Now, July. Subbed the ones I could (6 places) on July 1st. August is another month that magazines opening for summer reading. I wager I’ll have 20 more pieces in rotation by the end of August. More pieces out, more rejections in. And you thought it was all glamour and awards.
I went for a grant. Artist Trust’s Grants for Artist Programs (GAP). I have another due at the end of August. I never win grants, so I might as well apply. They say that the people who win grants are always applying for them.
Many thanks to those on Facebook who made generous comments regarding my finalist position in the Creative Nonfiction Magazine “Intoxication” contest. The same magazine has another contest coming up; theme: Sex.
I’m gonna skip that one. I swear, in the era of #Me,Too, I have nothing to say about sex. Someone figure that out for me.
Missed posting for March. Sorry! I am still letting JMWW take precedence over my own publishing. So much to do for JMWW, so very exciting. I have to say, rejecting writers is no fun. Clearly, they work so hard and want so much to be published.

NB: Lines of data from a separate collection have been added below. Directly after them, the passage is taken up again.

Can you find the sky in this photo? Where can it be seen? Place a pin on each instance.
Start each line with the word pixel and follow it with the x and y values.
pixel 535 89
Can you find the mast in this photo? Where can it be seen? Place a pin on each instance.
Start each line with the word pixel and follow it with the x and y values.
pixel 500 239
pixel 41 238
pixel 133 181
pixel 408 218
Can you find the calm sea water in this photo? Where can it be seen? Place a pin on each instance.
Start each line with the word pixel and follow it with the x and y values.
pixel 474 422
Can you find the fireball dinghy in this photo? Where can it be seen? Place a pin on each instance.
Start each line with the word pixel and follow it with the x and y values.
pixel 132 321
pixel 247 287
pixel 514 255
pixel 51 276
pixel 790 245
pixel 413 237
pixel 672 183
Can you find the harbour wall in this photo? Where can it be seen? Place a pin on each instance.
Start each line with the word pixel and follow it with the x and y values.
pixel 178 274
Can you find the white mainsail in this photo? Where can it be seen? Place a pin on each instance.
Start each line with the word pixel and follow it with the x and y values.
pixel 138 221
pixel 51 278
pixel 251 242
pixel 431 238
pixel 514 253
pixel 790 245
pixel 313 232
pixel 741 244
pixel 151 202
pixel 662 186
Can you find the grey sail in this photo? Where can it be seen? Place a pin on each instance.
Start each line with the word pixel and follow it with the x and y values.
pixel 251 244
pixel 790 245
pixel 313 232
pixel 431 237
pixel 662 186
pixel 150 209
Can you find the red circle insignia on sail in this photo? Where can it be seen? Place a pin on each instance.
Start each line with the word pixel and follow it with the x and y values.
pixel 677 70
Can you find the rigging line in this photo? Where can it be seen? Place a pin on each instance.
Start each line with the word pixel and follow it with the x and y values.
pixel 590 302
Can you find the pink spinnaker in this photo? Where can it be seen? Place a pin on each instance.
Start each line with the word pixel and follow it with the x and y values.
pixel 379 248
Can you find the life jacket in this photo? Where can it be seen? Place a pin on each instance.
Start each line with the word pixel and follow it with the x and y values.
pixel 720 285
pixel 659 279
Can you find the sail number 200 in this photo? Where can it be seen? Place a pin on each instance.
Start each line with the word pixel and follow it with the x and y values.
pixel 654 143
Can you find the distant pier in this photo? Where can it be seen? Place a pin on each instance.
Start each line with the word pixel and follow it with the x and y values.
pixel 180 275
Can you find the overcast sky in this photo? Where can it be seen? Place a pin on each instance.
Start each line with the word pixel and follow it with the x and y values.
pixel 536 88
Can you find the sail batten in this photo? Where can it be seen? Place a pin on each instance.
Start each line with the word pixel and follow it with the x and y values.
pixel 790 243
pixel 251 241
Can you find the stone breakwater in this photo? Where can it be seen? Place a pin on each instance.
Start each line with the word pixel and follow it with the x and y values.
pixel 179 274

Submitting their fiction rather than their nonfiction. Seriously!
Unprofessional cover letters: too cutesy; describing their lives or describing the story rather than simply stating the title and that the attached is an essay (rather than fiction); not listing their publishing history. And the biggest goof:
Not stating the word count of their pieces on their cover letter. I want to know the length of reading commitment I am getting myself into.
Aside from these three items, over which the writer has control, there is very little a writer can do vis-a-vis acceptance. Most of their pieces I receive are simply not good enough. Most are not as good in comparison to the pieces we accept. Others seem like too much work to bring up to excellence. And some are simply not good. But most are good. Just not good enough.
I hate to say such a thing, as I think about my submissions, and my rejection letters–which I examine in minutia for signs of “Dear Writer: NO” vs. genuine interest in my work.
In the end, all I can determine is that I must continue to submit, leaving the decision to the magazine.
We appreciate your 22 submissions so far this year. Do not be discouraged that your submission to rejection ratio is–we cannot do the math; we are a writer. Simply put: you have seven fewer submissions than you do rejections.
You don’t suck. You took over as Senior Nonfiction Editor at jmww journal. Thus you should expect to see a dip in your personal work.
However, don’t be a total dip. Keep it up on the home front. You are down to 18 pieces in rotation. Time to dedicate some writing time to Self.